Harriet held a cup and saucer, but paced back and forth along the library shelves looking at the titles, not drinking her tea. Felix was doodling in a sketchbook, the only one of us who still seemed somewhat relaxed.
“It’s been nearly twelve hours since Tagan left,” said Tomio to the ceiling.
Brooke let out an exasperated breath, like she’d been waiting for someone to bring it up. “Exactly! I mean, I know the game-makers told us the game might last for days, but I didn’t fully believe them. It’s going to take ages if everyone takes this long to get through the course. What are they making us do?”
“Hang on.” Felix set his sketchpad on the arm of the chair and spoke with a calm I wished could be bottled. “Tagan could have been done by lunch time. We don’t know how long it takes for them to reset the course for the next competitor. It could take hours. The first Firethorne kid could be a dodo, stuck on a single obstacle for ages. We don’t know anything and shouldn’t make assumptions. Stop worrying so much.”
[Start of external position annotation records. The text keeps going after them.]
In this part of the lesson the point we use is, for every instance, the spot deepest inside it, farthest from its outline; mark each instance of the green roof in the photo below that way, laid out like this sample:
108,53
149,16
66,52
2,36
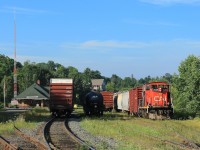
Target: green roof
35,92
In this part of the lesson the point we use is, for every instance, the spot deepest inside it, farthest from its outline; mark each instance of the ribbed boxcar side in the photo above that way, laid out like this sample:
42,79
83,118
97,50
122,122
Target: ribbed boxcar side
125,101
107,100
135,96
61,95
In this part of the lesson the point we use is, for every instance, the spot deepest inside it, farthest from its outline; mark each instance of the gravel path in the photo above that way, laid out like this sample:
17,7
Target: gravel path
97,142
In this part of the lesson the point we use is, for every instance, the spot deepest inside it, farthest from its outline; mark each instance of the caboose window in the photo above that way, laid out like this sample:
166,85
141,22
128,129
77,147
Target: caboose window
154,87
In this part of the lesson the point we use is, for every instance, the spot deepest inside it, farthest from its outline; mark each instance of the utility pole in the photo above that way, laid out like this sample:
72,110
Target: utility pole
4,92
15,68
We fell silent and the grandfather clock in the corner ticked on, marking time in a relentless rhythm.
A soft buzz began. We grabbed frantically for our buzzers, except Felix, whose buzzer was sitting on the table in front of him. Its light was not flashing.
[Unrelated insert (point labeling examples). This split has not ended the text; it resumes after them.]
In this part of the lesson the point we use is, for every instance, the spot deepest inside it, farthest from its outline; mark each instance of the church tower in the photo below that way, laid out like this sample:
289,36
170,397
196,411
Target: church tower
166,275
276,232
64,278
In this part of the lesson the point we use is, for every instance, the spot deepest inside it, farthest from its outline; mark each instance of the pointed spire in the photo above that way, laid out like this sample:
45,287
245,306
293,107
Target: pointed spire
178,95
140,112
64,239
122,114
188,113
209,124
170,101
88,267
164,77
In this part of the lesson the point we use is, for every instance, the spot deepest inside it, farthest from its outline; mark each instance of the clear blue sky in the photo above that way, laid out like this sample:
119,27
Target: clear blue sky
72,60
“You see?” He relaxed against the plush chair-back, making the springs
groan. “No reason to fret.”
Harriet lifted her blinking buzzer, her face pale but set. “Right. My turn.”
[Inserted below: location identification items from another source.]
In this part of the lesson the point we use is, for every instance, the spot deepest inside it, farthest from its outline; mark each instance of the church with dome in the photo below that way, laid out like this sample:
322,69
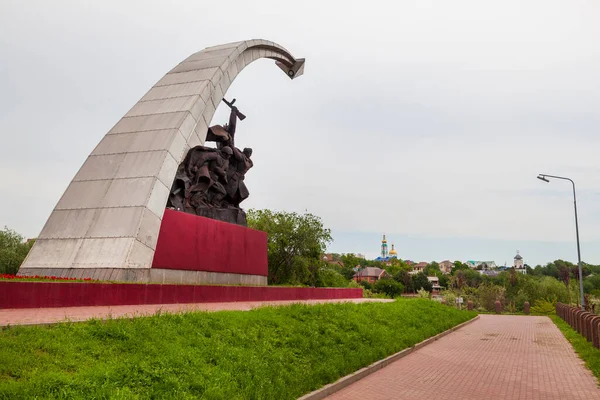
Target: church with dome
518,264
385,255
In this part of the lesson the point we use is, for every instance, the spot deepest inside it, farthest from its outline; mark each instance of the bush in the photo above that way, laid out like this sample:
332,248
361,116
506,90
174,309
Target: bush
13,251
489,294
369,294
449,296
328,277
544,307
389,286
366,284
354,285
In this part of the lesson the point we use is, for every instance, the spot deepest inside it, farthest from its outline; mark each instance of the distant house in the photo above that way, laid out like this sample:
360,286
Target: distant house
483,264
490,273
446,266
327,257
518,264
435,284
371,274
417,268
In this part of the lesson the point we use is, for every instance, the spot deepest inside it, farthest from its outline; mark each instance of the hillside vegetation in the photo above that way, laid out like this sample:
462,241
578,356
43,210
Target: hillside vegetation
268,353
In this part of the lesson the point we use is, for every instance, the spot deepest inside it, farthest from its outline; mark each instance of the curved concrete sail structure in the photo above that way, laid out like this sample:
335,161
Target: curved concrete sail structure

“Well, don’t look like that.” Tomio rolled off the couch and onto his feet, graceful as a cat. He put his hands on her shoulders. “You’re not going to a firing squad. You’re going to play a game.”
Harriet smiled and nodded, her shoulders inching downward in an effort to relax.
We gathered around her and repeated the spirit chant Brooke had taught us, with a little less vigor this time. We sent Harriet off with cheers and good wishes, but after she’d left the atmosphere turned gloomy. It was rotten luck. No one was at their best after a long day of lounging around and eating.
The following morning just before lunch, Tomio’s buzzer went off. He left us looking like he was headed to a buffet, eager and hungry. Then it was Brooke’s turn, her buzzer went off the next day at nine fifteen. She popped off the bench we were seated at in the back garden with a whoop, pronouncing that the waiting around was killing her.
Peter taught me, Cecily, and Felix how to play Bridge and we kept ourselves distracted by running a marathon tournament. Our buzzers never left our sides and Peter’s went off shortly after seven in the evening.
It wasn’t until late-afternoon the following day that my buzzer lit up. My heart gave a surge of relief and anticipation. If Brooke thought it had been hard waiting around for two days, she should have tried four. Not knowing how our teammates had done, or even being able to see them or text them, was slowly driving us all mad.
Cecily and Felix hugged me good luck and I met Dr. Price outside the lounge door, my backpack slung from one shoulder.
“Nervous?” She asked as we crossed the archway and took the steps down into the fire-gym’s lobby.
I nodded. “A little. More excited to get at it though. It’s brutal being toward the tail end of this thing. I don’t suppose you can tell me how the others are?”